Free trade was oversold to Latin Americans as the solution to poverty, unemployment and inequality, said Romero, chief executive of consultancy Experior Advisory.

They think "we have lost touch with the issues that are the most urgent for Latin America," he said. "That is the reason why the century of the Americas that was promised by [President] Bush . . . has fallen off the map."
Marta Lagos, the head of the polling firm LatinobarĂ³metro, has much to say as well about the decline of Latin opinion of the U.S. in the Bush years:

Two conflicting arguments are part of the common knowledge about the image of the United States in Latin America. Latin America is signaled as being the U.S.A.'s "back yard" and also as the "best friend"....

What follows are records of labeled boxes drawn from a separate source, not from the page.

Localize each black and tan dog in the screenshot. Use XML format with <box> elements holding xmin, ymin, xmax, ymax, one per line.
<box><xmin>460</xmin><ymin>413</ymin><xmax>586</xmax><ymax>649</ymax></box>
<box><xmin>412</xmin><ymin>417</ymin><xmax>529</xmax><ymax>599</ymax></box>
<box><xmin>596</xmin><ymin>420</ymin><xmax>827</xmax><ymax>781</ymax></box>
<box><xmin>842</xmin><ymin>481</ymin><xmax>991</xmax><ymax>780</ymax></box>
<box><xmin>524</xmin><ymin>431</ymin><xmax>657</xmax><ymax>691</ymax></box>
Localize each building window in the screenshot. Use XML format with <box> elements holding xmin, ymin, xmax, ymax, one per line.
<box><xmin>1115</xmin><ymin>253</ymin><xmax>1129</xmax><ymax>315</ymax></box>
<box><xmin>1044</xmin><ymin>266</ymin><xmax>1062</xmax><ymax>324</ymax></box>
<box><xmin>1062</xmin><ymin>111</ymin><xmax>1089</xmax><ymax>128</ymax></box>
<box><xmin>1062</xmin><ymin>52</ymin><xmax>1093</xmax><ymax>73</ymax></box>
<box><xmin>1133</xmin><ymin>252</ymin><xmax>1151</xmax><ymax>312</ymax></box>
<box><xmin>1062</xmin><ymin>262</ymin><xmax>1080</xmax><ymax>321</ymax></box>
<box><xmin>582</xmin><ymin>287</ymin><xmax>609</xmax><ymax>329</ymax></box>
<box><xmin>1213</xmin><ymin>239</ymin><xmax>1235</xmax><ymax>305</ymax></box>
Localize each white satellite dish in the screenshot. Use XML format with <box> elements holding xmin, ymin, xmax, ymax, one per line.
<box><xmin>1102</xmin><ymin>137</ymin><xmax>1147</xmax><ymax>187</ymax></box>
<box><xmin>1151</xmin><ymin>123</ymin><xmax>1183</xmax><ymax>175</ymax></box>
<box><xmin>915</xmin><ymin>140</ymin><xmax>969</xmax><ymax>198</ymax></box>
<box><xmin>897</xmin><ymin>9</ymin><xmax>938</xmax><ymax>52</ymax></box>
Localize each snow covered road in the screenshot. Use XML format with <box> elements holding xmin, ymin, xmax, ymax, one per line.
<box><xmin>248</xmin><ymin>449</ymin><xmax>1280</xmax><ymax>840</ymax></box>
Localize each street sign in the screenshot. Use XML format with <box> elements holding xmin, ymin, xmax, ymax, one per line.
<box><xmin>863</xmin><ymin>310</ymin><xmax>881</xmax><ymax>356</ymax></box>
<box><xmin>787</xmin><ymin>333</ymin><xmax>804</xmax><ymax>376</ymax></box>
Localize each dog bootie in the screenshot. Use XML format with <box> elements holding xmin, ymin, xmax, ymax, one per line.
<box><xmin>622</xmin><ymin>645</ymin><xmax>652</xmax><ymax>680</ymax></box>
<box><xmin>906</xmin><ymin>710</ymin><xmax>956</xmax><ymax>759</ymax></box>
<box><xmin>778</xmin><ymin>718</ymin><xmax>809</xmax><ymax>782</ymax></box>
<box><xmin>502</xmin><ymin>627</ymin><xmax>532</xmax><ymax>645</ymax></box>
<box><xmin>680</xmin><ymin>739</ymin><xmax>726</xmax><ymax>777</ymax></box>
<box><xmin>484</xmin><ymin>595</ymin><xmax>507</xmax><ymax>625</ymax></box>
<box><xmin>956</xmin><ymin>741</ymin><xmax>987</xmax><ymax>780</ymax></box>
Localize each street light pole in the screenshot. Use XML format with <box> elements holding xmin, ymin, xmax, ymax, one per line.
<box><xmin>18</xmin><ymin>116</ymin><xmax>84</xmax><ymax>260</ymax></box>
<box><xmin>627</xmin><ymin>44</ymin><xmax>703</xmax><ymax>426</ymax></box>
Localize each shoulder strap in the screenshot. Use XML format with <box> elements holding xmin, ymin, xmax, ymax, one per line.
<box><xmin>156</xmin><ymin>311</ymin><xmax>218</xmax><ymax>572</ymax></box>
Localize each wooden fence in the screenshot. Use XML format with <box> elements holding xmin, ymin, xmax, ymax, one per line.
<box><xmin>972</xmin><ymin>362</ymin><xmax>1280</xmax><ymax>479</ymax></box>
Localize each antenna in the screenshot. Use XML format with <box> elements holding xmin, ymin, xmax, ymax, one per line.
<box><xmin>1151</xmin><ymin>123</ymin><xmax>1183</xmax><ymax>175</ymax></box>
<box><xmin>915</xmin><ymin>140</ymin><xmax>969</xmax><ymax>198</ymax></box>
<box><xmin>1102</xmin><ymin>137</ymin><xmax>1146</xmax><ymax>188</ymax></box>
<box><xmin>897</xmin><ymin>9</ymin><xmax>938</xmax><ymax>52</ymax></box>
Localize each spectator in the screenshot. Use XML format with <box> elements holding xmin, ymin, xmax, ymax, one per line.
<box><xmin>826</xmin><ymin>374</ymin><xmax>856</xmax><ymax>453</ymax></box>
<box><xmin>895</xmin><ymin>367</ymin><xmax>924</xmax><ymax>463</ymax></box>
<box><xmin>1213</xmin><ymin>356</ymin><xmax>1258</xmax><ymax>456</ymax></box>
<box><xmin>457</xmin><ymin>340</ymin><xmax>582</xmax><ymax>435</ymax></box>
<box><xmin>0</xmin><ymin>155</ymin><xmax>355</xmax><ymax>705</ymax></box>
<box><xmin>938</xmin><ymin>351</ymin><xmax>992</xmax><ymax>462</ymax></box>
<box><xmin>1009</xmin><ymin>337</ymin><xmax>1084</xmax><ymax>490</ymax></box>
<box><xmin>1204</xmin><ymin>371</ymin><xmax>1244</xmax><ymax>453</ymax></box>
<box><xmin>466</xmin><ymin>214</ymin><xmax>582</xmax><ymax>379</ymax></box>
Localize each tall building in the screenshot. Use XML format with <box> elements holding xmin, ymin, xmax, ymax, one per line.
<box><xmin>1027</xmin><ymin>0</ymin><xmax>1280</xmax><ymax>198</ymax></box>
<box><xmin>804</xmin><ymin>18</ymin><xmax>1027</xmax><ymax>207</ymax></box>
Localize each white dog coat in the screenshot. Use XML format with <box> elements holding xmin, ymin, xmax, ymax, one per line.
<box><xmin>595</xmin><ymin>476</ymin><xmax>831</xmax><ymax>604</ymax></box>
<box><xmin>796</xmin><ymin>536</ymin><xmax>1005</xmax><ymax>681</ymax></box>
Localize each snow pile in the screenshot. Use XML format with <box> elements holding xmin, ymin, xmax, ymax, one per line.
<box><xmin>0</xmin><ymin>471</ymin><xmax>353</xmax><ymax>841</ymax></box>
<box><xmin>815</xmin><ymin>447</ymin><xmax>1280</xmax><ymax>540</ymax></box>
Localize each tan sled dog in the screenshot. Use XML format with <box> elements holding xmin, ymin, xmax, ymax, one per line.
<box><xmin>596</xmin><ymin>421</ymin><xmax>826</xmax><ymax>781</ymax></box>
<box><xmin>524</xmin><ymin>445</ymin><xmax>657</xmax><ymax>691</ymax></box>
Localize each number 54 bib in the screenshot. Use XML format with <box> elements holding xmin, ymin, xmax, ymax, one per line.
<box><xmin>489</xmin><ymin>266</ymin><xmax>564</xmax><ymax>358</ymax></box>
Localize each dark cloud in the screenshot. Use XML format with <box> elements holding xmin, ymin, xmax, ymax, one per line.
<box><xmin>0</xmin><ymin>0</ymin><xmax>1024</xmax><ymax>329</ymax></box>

The impact of 9/11 and the Iraq War is striking. In Mexico, Bolivia, Argentina and Nicaragua, the U.S.A. loses more than 20 percentage points in positive opinion. While in Brazil, Paraguay, Uruguay, Chile and Venezuela, it loses between 10 and 20 percentage points. Only in Salvador, Colombia and Panama does it increase between 2 and 7 percentage points. In Ecuador and Peru, it remains the same. Even in Central America it drops from 82 percent in 2000 to 78 percent in 2004. The net result is devastating for the image of the U.S.A. in Latin America. It has lost face in all but five countries since 9/11.

Our numbers continue to give evidence of a back yard much more than a best friend.

Should Christopher Marquis really need to write a whole column wondering why in the first presidential debate -- held in that most Latin American of cities, Miami -- our Southern neighbors merited not even a blip in the discussion of foreign policy?